The first prong was pringed directly after his election and goosed the market formidably.  Incredible incentives to repatriate dollars and put them into steroidal stock repurchase programs worked like a charm.  The Dow soared almost 50% in the first thirteen months of his presidency and then leveled off (shortly after the second phase of his plan was effected).

Tariffs Target Tianenmen

Now, you might be wondering how a trade war could possibly assist the man in his bid to keep markets buoyant and the prospect of increased capital gains dangling like meat before a Rottweiler.

And the answer’s like this – President Trump is well aware that he holds all the cards in the brinkmanship game he’s playing with the Chinese (and others, too, including Europe).  That is, he knows he can call off the dogs at any time and win.

How so?

If the Chinese capitulate to American demands, the results will be tremendous for the U.S. in myriad ways.  And the leverage that Trump holds over the Chinese, whose economy, though massive, is far more fragile than America’s, and far more susceptible to a shock from a trade war, gives the Trump team a near certain means of getting his Xi-Highness to scream ‘uncle’ in Mandarin.

But the markets have also been worried about just how long the Chinese can hold out in the current negotiations.  Their economy is growing at its slowest rate in nearly 30 years, and recent industrial production numbers left traders positively agape.  Grand Vizier Xi’s recent efforts at consolidating power also speak directly to the communist establishment’s fear of an unexpected economic wipeout on the horizon.

Trump knows all this, and he knows that he can’t let the Chinese economy contract too far, because it could create unexpected knock-on consequences that harm U.S. businesses, jobs and markets – an eventuality he’s in no way willing to entertain.

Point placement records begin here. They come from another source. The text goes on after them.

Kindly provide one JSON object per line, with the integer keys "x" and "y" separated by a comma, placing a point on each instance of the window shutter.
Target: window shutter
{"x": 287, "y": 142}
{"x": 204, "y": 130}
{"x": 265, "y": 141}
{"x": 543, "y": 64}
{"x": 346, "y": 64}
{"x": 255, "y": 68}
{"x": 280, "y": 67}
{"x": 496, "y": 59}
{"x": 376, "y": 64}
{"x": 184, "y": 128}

He will absolutely inflict maximum pressure on China to wring from them as much for his MAGA agenda as he can, but in the end, he’ll relent on whatever is necessary to avoid a global $#it-kicking that leaves everyone drunk and naked in the Bowery.

Should the president announce a deal – any deal; even one short of the full MAGA program – he’ll be hailed as a hero for getting something done, compromising on the rest, promising more changes to come shortly (or, at least, after he’s reelected) and will be adored by Wall Street for opening the pressure valve that everyone’s been staring at for the last twelve months and letting the world economy get back to running like the greased goose everyone wants it to be.

The Stock Market Will Soar

In short, prong number two is a sure-fire winner for the man.  And, again, he’ll hold out for as long as possible before signing a deal that sends stocks once again rocketing like they did back in 2017.

An added bonus for the Trumpster will be that the average voter will perceive the trade deal to be directly responsible for kick-starting the economy.


Because Joe Burgerbiter conflates the economy with the stock market, a relationship that has some correspondence but, as we all know, shouldn’t be accorded too much weight.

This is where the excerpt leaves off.